Prof. Dr. Lambert Wiesing – Vortragsexposé – Wintersemester 2016/2017

Studium generale – Mainzer Universitätsgespräche
"Im Bann der Dinge. Materialität und Lebensstil"

Prof. Dr. Lambert Wiesing
Direktor des Instituts für Philosophie, Lehrstuhl für Bildtheorie und Phänomenologie, Friedrich-Schiller-Universität Jena

Luxus

Mittwoch, 8. Februar 2017, 18:15 Uhr, Hörsaal N 1 (Muschel)

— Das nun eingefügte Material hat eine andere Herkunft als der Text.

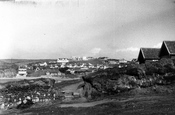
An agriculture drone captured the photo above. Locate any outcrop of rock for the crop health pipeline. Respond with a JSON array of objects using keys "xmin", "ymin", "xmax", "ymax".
[{"xmin": 82, "ymin": 58, "xmax": 175, "ymax": 99}]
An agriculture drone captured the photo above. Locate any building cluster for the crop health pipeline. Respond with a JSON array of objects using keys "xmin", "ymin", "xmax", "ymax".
[
  {"xmin": 14, "ymin": 56, "xmax": 130, "ymax": 78},
  {"xmin": 137, "ymin": 41, "xmax": 175, "ymax": 64},
  {"xmin": 71, "ymin": 56, "xmax": 94, "ymax": 61}
]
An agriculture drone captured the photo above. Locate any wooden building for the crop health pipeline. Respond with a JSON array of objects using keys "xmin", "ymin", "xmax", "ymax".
[
  {"xmin": 137, "ymin": 48, "xmax": 160, "ymax": 64},
  {"xmin": 159, "ymin": 41, "xmax": 175, "ymax": 59}
]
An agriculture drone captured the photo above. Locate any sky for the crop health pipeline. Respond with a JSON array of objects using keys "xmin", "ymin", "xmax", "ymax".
[{"xmin": 0, "ymin": 0, "xmax": 175, "ymax": 60}]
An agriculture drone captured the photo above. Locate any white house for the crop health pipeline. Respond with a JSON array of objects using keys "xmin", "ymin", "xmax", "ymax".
[
  {"xmin": 39, "ymin": 62, "xmax": 47, "ymax": 66},
  {"xmin": 57, "ymin": 58, "xmax": 69, "ymax": 63},
  {"xmin": 72, "ymin": 56, "xmax": 83, "ymax": 61},
  {"xmin": 17, "ymin": 67, "xmax": 27, "ymax": 77}
]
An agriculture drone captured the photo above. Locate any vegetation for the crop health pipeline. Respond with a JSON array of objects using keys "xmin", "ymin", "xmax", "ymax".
[{"xmin": 82, "ymin": 58, "xmax": 175, "ymax": 99}]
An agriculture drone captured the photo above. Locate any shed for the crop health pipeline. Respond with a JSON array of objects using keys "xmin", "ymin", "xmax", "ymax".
[
  {"xmin": 159, "ymin": 41, "xmax": 175, "ymax": 59},
  {"xmin": 137, "ymin": 48, "xmax": 160, "ymax": 64}
]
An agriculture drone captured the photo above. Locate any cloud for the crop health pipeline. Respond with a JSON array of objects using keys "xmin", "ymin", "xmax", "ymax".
[
  {"xmin": 116, "ymin": 47, "xmax": 139, "ymax": 53},
  {"xmin": 153, "ymin": 43, "xmax": 162, "ymax": 48},
  {"xmin": 90, "ymin": 48, "xmax": 101, "ymax": 55}
]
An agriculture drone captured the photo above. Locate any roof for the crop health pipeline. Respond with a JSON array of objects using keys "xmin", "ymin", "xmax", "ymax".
[
  {"xmin": 163, "ymin": 41, "xmax": 175, "ymax": 54},
  {"xmin": 141, "ymin": 48, "xmax": 160, "ymax": 59}
]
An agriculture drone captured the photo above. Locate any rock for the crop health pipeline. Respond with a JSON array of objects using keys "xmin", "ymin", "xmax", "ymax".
[{"xmin": 81, "ymin": 58, "xmax": 175, "ymax": 99}]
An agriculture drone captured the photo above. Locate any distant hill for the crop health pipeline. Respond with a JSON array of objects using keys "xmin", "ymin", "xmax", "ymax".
[
  {"xmin": 0, "ymin": 60, "xmax": 17, "ymax": 70},
  {"xmin": 0, "ymin": 59, "xmax": 56, "ymax": 66}
]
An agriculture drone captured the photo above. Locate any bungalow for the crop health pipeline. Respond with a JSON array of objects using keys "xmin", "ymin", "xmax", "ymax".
[
  {"xmin": 159, "ymin": 41, "xmax": 175, "ymax": 59},
  {"xmin": 57, "ymin": 58, "xmax": 69, "ymax": 63},
  {"xmin": 39, "ymin": 62, "xmax": 47, "ymax": 67},
  {"xmin": 137, "ymin": 48, "xmax": 160, "ymax": 64},
  {"xmin": 17, "ymin": 67, "xmax": 27, "ymax": 77}
]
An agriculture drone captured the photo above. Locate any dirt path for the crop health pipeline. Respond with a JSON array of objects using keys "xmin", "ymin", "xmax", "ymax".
[
  {"xmin": 60, "ymin": 99, "xmax": 115, "ymax": 108},
  {"xmin": 59, "ymin": 95, "xmax": 164, "ymax": 108}
]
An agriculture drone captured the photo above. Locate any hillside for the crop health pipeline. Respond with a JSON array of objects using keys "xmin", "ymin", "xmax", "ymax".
[{"xmin": 0, "ymin": 59, "xmax": 56, "ymax": 66}]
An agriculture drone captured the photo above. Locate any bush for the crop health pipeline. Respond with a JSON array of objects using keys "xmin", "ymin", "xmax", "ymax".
[{"xmin": 160, "ymin": 58, "xmax": 174, "ymax": 66}]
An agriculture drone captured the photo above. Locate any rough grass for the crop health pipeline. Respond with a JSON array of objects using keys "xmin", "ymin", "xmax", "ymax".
[
  {"xmin": 2, "ymin": 81, "xmax": 175, "ymax": 115},
  {"xmin": 15, "ymin": 94, "xmax": 175, "ymax": 115}
]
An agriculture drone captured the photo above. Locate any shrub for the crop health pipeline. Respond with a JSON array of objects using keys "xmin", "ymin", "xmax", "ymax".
[{"xmin": 160, "ymin": 58, "xmax": 174, "ymax": 66}]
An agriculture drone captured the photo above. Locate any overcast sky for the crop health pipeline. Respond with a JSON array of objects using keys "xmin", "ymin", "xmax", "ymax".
[{"xmin": 0, "ymin": 0, "xmax": 175, "ymax": 60}]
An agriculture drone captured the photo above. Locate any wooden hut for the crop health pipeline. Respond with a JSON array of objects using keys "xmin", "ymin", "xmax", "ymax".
[
  {"xmin": 137, "ymin": 48, "xmax": 160, "ymax": 64},
  {"xmin": 159, "ymin": 41, "xmax": 175, "ymax": 59}
]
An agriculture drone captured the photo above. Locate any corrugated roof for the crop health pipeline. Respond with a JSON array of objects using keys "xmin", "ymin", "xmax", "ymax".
[
  {"xmin": 141, "ymin": 48, "xmax": 160, "ymax": 59},
  {"xmin": 164, "ymin": 41, "xmax": 175, "ymax": 54}
]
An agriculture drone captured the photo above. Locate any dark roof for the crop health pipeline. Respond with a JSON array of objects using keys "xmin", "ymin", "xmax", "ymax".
[
  {"xmin": 164, "ymin": 41, "xmax": 175, "ymax": 54},
  {"xmin": 141, "ymin": 48, "xmax": 160, "ymax": 59}
]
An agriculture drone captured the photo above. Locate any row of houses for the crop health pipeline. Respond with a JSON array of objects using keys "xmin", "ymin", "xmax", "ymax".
[
  {"xmin": 71, "ymin": 56, "xmax": 94, "ymax": 61},
  {"xmin": 57, "ymin": 56, "xmax": 95, "ymax": 63},
  {"xmin": 138, "ymin": 41, "xmax": 175, "ymax": 64}
]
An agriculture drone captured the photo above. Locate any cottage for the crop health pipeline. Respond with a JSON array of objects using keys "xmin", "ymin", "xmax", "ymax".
[
  {"xmin": 137, "ymin": 48, "xmax": 160, "ymax": 64},
  {"xmin": 17, "ymin": 67, "xmax": 27, "ymax": 77},
  {"xmin": 39, "ymin": 62, "xmax": 47, "ymax": 67},
  {"xmin": 159, "ymin": 41, "xmax": 175, "ymax": 59},
  {"xmin": 57, "ymin": 58, "xmax": 69, "ymax": 63}
]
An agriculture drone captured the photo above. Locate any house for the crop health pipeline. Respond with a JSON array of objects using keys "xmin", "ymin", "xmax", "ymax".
[
  {"xmin": 35, "ymin": 67, "xmax": 40, "ymax": 71},
  {"xmin": 82, "ymin": 56, "xmax": 88, "ymax": 60},
  {"xmin": 66, "ymin": 64, "xmax": 73, "ymax": 68},
  {"xmin": 159, "ymin": 41, "xmax": 175, "ymax": 59},
  {"xmin": 119, "ymin": 59, "xmax": 128, "ymax": 64},
  {"xmin": 48, "ymin": 62, "xmax": 58, "ymax": 68},
  {"xmin": 72, "ymin": 56, "xmax": 83, "ymax": 61},
  {"xmin": 137, "ymin": 48, "xmax": 160, "ymax": 64},
  {"xmin": 17, "ymin": 67, "xmax": 27, "ymax": 77},
  {"xmin": 57, "ymin": 58, "xmax": 69, "ymax": 63},
  {"xmin": 39, "ymin": 62, "xmax": 47, "ymax": 67},
  {"xmin": 66, "ymin": 69, "xmax": 75, "ymax": 74},
  {"xmin": 107, "ymin": 59, "xmax": 119, "ymax": 64}
]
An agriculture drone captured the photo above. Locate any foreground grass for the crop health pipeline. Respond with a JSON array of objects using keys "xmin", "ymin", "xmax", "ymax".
[
  {"xmin": 2, "ymin": 80, "xmax": 175, "ymax": 115},
  {"xmin": 11, "ymin": 94, "xmax": 174, "ymax": 115}
]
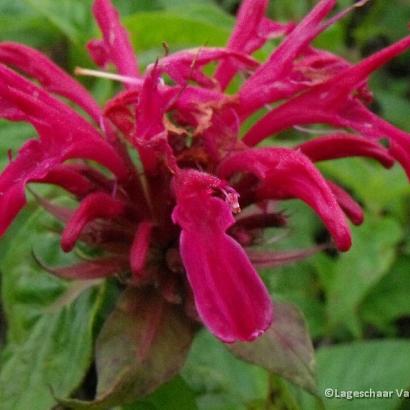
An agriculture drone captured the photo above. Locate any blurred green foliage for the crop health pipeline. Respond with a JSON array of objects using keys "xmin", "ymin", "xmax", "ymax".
[{"xmin": 0, "ymin": 0, "xmax": 410, "ymax": 409}]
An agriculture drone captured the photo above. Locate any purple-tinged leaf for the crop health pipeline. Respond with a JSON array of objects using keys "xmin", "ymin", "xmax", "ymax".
[
  {"xmin": 247, "ymin": 245, "xmax": 325, "ymax": 268},
  {"xmin": 45, "ymin": 280, "xmax": 103, "ymax": 313},
  {"xmin": 30, "ymin": 190, "xmax": 73, "ymax": 223},
  {"xmin": 229, "ymin": 300, "xmax": 317, "ymax": 394},
  {"xmin": 33, "ymin": 252, "xmax": 125, "ymax": 280},
  {"xmin": 57, "ymin": 288, "xmax": 195, "ymax": 409}
]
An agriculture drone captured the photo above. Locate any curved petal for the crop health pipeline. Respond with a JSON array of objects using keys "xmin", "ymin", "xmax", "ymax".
[
  {"xmin": 0, "ymin": 180, "xmax": 26, "ymax": 236},
  {"xmin": 37, "ymin": 164, "xmax": 95, "ymax": 197},
  {"xmin": 134, "ymin": 66, "xmax": 177, "ymax": 174},
  {"xmin": 0, "ymin": 42, "xmax": 101, "ymax": 121},
  {"xmin": 214, "ymin": 0, "xmax": 292, "ymax": 89},
  {"xmin": 218, "ymin": 148, "xmax": 351, "ymax": 251},
  {"xmin": 0, "ymin": 140, "xmax": 90, "ymax": 235},
  {"xmin": 327, "ymin": 180, "xmax": 363, "ymax": 226},
  {"xmin": 61, "ymin": 192, "xmax": 125, "ymax": 252},
  {"xmin": 91, "ymin": 0, "xmax": 139, "ymax": 79},
  {"xmin": 0, "ymin": 64, "xmax": 128, "ymax": 180},
  {"xmin": 0, "ymin": 139, "xmax": 63, "ymax": 235},
  {"xmin": 338, "ymin": 104, "xmax": 410, "ymax": 179},
  {"xmin": 104, "ymin": 83, "xmax": 224, "ymax": 135},
  {"xmin": 130, "ymin": 221, "xmax": 153, "ymax": 279},
  {"xmin": 298, "ymin": 133, "xmax": 394, "ymax": 168},
  {"xmin": 172, "ymin": 170, "xmax": 273, "ymax": 342},
  {"xmin": 243, "ymin": 36, "xmax": 410, "ymax": 145},
  {"xmin": 155, "ymin": 47, "xmax": 257, "ymax": 88},
  {"xmin": 222, "ymin": 0, "xmax": 268, "ymax": 54},
  {"xmin": 239, "ymin": 0, "xmax": 337, "ymax": 114}
]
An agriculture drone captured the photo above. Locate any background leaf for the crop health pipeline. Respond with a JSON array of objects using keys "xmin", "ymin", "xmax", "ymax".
[
  {"xmin": 123, "ymin": 10, "xmax": 231, "ymax": 66},
  {"xmin": 360, "ymin": 256, "xmax": 410, "ymax": 332},
  {"xmin": 60, "ymin": 288, "xmax": 195, "ymax": 409},
  {"xmin": 229, "ymin": 300, "xmax": 316, "ymax": 394},
  {"xmin": 0, "ymin": 205, "xmax": 105, "ymax": 410},
  {"xmin": 0, "ymin": 0, "xmax": 61, "ymax": 48},
  {"xmin": 322, "ymin": 215, "xmax": 402, "ymax": 337},
  {"xmin": 299, "ymin": 340, "xmax": 410, "ymax": 410},
  {"xmin": 123, "ymin": 377, "xmax": 198, "ymax": 410},
  {"xmin": 181, "ymin": 330, "xmax": 269, "ymax": 410},
  {"xmin": 23, "ymin": 0, "xmax": 94, "ymax": 45}
]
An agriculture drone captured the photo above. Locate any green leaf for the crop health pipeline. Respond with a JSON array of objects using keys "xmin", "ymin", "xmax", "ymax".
[
  {"xmin": 162, "ymin": 3, "xmax": 234, "ymax": 28},
  {"xmin": 376, "ymin": 87, "xmax": 410, "ymax": 131},
  {"xmin": 114, "ymin": 0, "xmax": 162, "ymax": 15},
  {"xmin": 268, "ymin": 0, "xmax": 313, "ymax": 21},
  {"xmin": 0, "ymin": 206, "xmax": 105, "ymax": 410},
  {"xmin": 265, "ymin": 261, "xmax": 326, "ymax": 341},
  {"xmin": 0, "ymin": 120, "xmax": 34, "ymax": 170},
  {"xmin": 124, "ymin": 376, "xmax": 198, "ymax": 410},
  {"xmin": 319, "ymin": 159, "xmax": 409, "ymax": 214},
  {"xmin": 323, "ymin": 215, "xmax": 402, "ymax": 336},
  {"xmin": 60, "ymin": 288, "xmax": 195, "ymax": 409},
  {"xmin": 229, "ymin": 300, "xmax": 317, "ymax": 394},
  {"xmin": 123, "ymin": 11, "xmax": 231, "ymax": 60},
  {"xmin": 360, "ymin": 256, "xmax": 410, "ymax": 331},
  {"xmin": 182, "ymin": 330, "xmax": 269, "ymax": 410},
  {"xmin": 0, "ymin": 203, "xmax": 77, "ymax": 342},
  {"xmin": 158, "ymin": 0, "xmax": 214, "ymax": 8},
  {"xmin": 0, "ymin": 288, "xmax": 104, "ymax": 410},
  {"xmin": 299, "ymin": 340, "xmax": 410, "ymax": 410},
  {"xmin": 262, "ymin": 202, "xmax": 327, "ymax": 339},
  {"xmin": 23, "ymin": 0, "xmax": 94, "ymax": 45},
  {"xmin": 353, "ymin": 0, "xmax": 410, "ymax": 44},
  {"xmin": 313, "ymin": 24, "xmax": 345, "ymax": 55},
  {"xmin": 0, "ymin": 0, "xmax": 61, "ymax": 48}
]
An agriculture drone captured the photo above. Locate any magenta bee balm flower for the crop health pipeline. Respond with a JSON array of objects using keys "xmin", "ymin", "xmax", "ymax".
[{"xmin": 0, "ymin": 0, "xmax": 410, "ymax": 352}]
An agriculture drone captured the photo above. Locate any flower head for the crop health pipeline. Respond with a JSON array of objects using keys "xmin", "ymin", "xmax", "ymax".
[{"xmin": 0, "ymin": 0, "xmax": 410, "ymax": 344}]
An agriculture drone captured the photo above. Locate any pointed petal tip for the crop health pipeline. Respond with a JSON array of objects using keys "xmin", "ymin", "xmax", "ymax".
[
  {"xmin": 219, "ymin": 148, "xmax": 352, "ymax": 254},
  {"xmin": 335, "ymin": 229, "xmax": 352, "ymax": 252},
  {"xmin": 91, "ymin": 0, "xmax": 139, "ymax": 79},
  {"xmin": 214, "ymin": 299, "xmax": 274, "ymax": 344},
  {"xmin": 60, "ymin": 192, "xmax": 124, "ymax": 253}
]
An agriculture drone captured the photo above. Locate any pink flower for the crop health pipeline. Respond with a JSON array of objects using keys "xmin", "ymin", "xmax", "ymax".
[{"xmin": 0, "ymin": 0, "xmax": 409, "ymax": 343}]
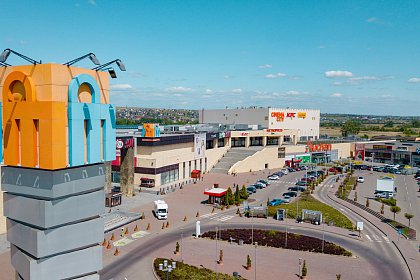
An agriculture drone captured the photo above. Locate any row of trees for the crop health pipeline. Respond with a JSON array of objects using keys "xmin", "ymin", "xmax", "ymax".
[
  {"xmin": 224, "ymin": 185, "xmax": 249, "ymax": 206},
  {"xmin": 341, "ymin": 120, "xmax": 419, "ymax": 137}
]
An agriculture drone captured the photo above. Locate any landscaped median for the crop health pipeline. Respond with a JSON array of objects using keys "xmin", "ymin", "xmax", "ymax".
[
  {"xmin": 201, "ymin": 229, "xmax": 352, "ymax": 257},
  {"xmin": 268, "ymin": 193, "xmax": 354, "ymax": 230},
  {"xmin": 153, "ymin": 258, "xmax": 237, "ymax": 280}
]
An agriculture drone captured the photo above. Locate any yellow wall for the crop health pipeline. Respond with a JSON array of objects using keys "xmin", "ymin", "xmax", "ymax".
[{"xmin": 229, "ymin": 147, "xmax": 286, "ymax": 173}]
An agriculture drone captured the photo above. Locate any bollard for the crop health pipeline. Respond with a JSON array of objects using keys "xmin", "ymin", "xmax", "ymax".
[
  {"xmin": 114, "ymin": 248, "xmax": 119, "ymax": 256},
  {"xmin": 106, "ymin": 241, "xmax": 111, "ymax": 250},
  {"xmin": 166, "ymin": 221, "xmax": 169, "ymax": 228},
  {"xmin": 110, "ymin": 233, "xmax": 115, "ymax": 241},
  {"xmin": 134, "ymin": 224, "xmax": 139, "ymax": 232},
  {"xmin": 147, "ymin": 223, "xmax": 151, "ymax": 230},
  {"xmin": 101, "ymin": 238, "xmax": 107, "ymax": 246},
  {"xmin": 212, "ymin": 207, "xmax": 215, "ymax": 213},
  {"xmin": 183, "ymin": 216, "xmax": 187, "ymax": 222},
  {"xmin": 162, "ymin": 222, "xmax": 165, "ymax": 229},
  {"xmin": 125, "ymin": 227, "xmax": 129, "ymax": 235},
  {"xmin": 196, "ymin": 211, "xmax": 200, "ymax": 218}
]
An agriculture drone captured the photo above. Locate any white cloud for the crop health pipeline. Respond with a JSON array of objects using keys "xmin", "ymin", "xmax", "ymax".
[
  {"xmin": 265, "ymin": 73, "xmax": 287, "ymax": 79},
  {"xmin": 173, "ymin": 93, "xmax": 183, "ymax": 97},
  {"xmin": 366, "ymin": 17, "xmax": 377, "ymax": 23},
  {"xmin": 331, "ymin": 93, "xmax": 343, "ymax": 98},
  {"xmin": 347, "ymin": 76, "xmax": 393, "ymax": 85},
  {"xmin": 224, "ymin": 75, "xmax": 233, "ymax": 79},
  {"xmin": 205, "ymin": 89, "xmax": 213, "ymax": 94},
  {"xmin": 110, "ymin": 84, "xmax": 133, "ymax": 90},
  {"xmin": 232, "ymin": 88, "xmax": 242, "ymax": 93},
  {"xmin": 287, "ymin": 90, "xmax": 300, "ymax": 95},
  {"xmin": 333, "ymin": 82, "xmax": 343, "ymax": 86},
  {"xmin": 325, "ymin": 70, "xmax": 353, "ymax": 78},
  {"xmin": 166, "ymin": 86, "xmax": 192, "ymax": 93},
  {"xmin": 366, "ymin": 17, "xmax": 385, "ymax": 24},
  {"xmin": 88, "ymin": 0, "xmax": 97, "ymax": 5},
  {"xmin": 258, "ymin": 64, "xmax": 272, "ymax": 68},
  {"xmin": 318, "ymin": 45, "xmax": 326, "ymax": 49},
  {"xmin": 408, "ymin": 77, "xmax": 420, "ymax": 83}
]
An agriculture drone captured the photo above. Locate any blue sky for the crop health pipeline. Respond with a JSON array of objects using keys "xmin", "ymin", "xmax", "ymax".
[{"xmin": 2, "ymin": 1, "xmax": 420, "ymax": 115}]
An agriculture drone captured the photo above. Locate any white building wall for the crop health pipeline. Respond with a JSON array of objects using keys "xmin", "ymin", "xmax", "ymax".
[
  {"xmin": 199, "ymin": 108, "xmax": 269, "ymax": 127},
  {"xmin": 268, "ymin": 108, "xmax": 320, "ymax": 140}
]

Luxus wird oft getadelt und nicht seltener verherrlicht, doch die rein deskriptive Frage "Was ist Luxus?" spielt in den Geisteswissenschaften keine Rolle. Es gibt keine Luxusforschung, die systematisch die Kriterien zu bestimmen versucht, wann etwas Luxus ist. Der Vortrag entwickelt – jenseits aller Bewertung – diesbezüglich einen dezidiert phänomenologischen Vor­schlag: Im Gegensatz zum ostentativen Protz entsteht Luxus durch eine private ästhetische Erfahrung des Besitzens von etwas, das zwar einen Zweck erfüllt, aber übertrieben und daher nicht-zweckmäßig ist. Überflüssiges und irrational Aufwendiges wird für jemanden dann zu Luxus, wenn das Besitzen dieser Sache auf eine bestimmte Art und Weise erlebt wird: nämlich, wie Adorno treffend formuliert, als der Versuch "der Sklaverei der Zwecke zu entfliehen". Das heißt: als die eigensinnige Befreiung eines autonomen Subjekts aus einer vereinnahmenden Herrschaft des Zweckrationalismus und Effizienzdenkens.

Prof. Dr. Lambert Wiesing, Studium der Philosophie, Kunstgeschichte und Archäologie in Münster. 1989 Promotion, 1996 Habilitation in Philosophie. Von 1993 bis 1999 Vizepräsident der "Deutschen Gesellschaft für Ästhetik". Vertretungsprofessuren für Theoretische Philo­sophie und Geschichte der Philosophie an den Universitäten Bamberg und Jena. Seit 2001 Professor für Bildtheorie und Phänomenologie an der Universität Jena. 2005 bis 2008 Präsident der "Deutschen Gesellschaft für Ästhetik". 2010 Gastprofessor an der Universität Wien. Seit 2010 Geschäftsführender Direktor des Instituts für Philosophie der Universität Jena. 2013 Leverhulme Visiting Professor der Universität Oxford, 2016 Verleihung des Aby-Warburg Forschungspreises.

Ausgewählte Literatur: Die Sichtbarkeit des Bildes. Geschichte und Perspektiven der formalen Ästhetik, Reinbek bei Hamburg: Rowohlt Verlag 1997, Neuauflage Frankfurt am Main: Campus 2008; Phänomene im Bild, München: Wilhelm Fink-Verlag 22007; Herausgeber von: Philosophie der Wahrnehmung. Reflexionen und Modelle, Frankfurt a. M.: Suhrkamp 52010; Herausgeber von: Maurice Merleau-Ponty: Das Primat der Wahrnehmung, Frankfurt a. M.: Suhrkamp 22006; Artifizielle Präsenz. Studien zur Philosophie des Bildes, Frankfurt a. M.: Suhrkamp 32008; Herausgabe und Kommentar der dt. Übersetzung von: David Hume, Untersuchungen über den menschlichen Verstand, Frankfurt am Main: Suhrkamp 32011; Sehen lassen. Die Praxis des Zeigens, Berlin: Suhrkamp 22013; Luxus, Berlin: Suhrkamp 2015.